Schönstes Wanderwetter zu Pfingsten in den Alpen - Meteorologe warnt jedoch vor diesen Gefahren
Was für eine 180 Grad-Wende beim Wetter: Am vergangenen Wochenende war in den Alpen noch die Mai-Kälte mit Schnee das große Thema und jetzt reden wir über Sonne, Sommerwetter und Hitze an Pfingsten. Gefahren lauern aber trotzdem in den Bergen.

Der Kontrast zum vergangenen langen "Christ Himmelfahrt"-Wochenende könnte nicht größer sein. Statt großer Mai-Kälte mit Nachtfrösten und Schnee bis unter 1000 Höhenmetern dreht jetzt der Sommer so richtig. Bei jeder Menge Sonnenschein sind Temperaturen bis über 30 Grad möglich.
Zur Erinnerung: Ordentliche (Neu-) Schneemengen und tief verschneite Alpengipfel gab es noch am letzten Wochenende, die Zugspitze (2962m) meldete am Samstag (16. Mai) noch 290 cm der weißen Pracht, aber auch in tieferen Lagen kehrte nochmal der Winter ein.
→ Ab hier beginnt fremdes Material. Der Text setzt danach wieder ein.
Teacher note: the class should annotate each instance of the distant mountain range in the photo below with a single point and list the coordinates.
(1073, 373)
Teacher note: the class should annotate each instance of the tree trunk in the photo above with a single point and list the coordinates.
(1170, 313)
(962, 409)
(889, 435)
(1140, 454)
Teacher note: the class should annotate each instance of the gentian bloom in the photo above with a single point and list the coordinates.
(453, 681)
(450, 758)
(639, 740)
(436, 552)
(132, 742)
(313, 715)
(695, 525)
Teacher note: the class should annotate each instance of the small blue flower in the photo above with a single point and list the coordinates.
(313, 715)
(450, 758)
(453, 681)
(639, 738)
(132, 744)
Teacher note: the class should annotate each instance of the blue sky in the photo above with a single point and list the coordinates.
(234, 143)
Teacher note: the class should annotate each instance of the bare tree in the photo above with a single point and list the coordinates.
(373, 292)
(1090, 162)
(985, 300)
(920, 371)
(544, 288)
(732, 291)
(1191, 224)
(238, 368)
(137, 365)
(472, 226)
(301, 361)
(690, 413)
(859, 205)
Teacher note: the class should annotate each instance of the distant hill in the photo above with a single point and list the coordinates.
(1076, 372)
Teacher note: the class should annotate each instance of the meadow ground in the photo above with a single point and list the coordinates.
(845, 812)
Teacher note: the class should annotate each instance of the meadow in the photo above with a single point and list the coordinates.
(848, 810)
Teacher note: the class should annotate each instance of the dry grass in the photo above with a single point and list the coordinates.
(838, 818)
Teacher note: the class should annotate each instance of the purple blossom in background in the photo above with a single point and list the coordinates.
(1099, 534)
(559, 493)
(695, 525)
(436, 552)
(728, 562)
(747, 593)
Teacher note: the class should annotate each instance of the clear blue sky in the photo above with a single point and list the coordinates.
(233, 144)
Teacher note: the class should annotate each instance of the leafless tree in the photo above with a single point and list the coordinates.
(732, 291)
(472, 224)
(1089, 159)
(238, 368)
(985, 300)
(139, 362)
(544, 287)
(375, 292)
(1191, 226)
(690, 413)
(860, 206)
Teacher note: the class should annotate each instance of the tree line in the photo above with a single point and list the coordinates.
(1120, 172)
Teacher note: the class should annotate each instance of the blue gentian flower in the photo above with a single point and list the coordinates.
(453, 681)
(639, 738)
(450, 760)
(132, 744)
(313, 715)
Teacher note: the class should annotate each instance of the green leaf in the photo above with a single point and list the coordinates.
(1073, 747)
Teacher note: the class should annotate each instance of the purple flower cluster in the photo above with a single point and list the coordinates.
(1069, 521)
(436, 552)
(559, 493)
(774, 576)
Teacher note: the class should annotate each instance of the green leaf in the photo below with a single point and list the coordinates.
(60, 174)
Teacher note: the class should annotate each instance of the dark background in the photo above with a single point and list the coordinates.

Im Berchtesgadener Land wurden auf der Reiteralpe (1670m) 22 cm und auf dem Tegelberg (1710m) bei Füssen im Oberallgäu 17 cm (Neu-) Schnee gemessen.
Vom Winter in den Hochsommer
Frostig-kalt waren auch die Nächte, in höher gelegenen Tälern gab es Frost bis -5 Grad, auf den Bergen wurde es eisig mit Tiefstwerten von unter -10 Grad. Von solchen eisigen Temperaturen dürfen wir uns jetzt aber verabschieden, denn das Wetter vollzieht eine 180 Grad-Wende vom Winterwetter in den Hochsommer in nicht mal einer Woche.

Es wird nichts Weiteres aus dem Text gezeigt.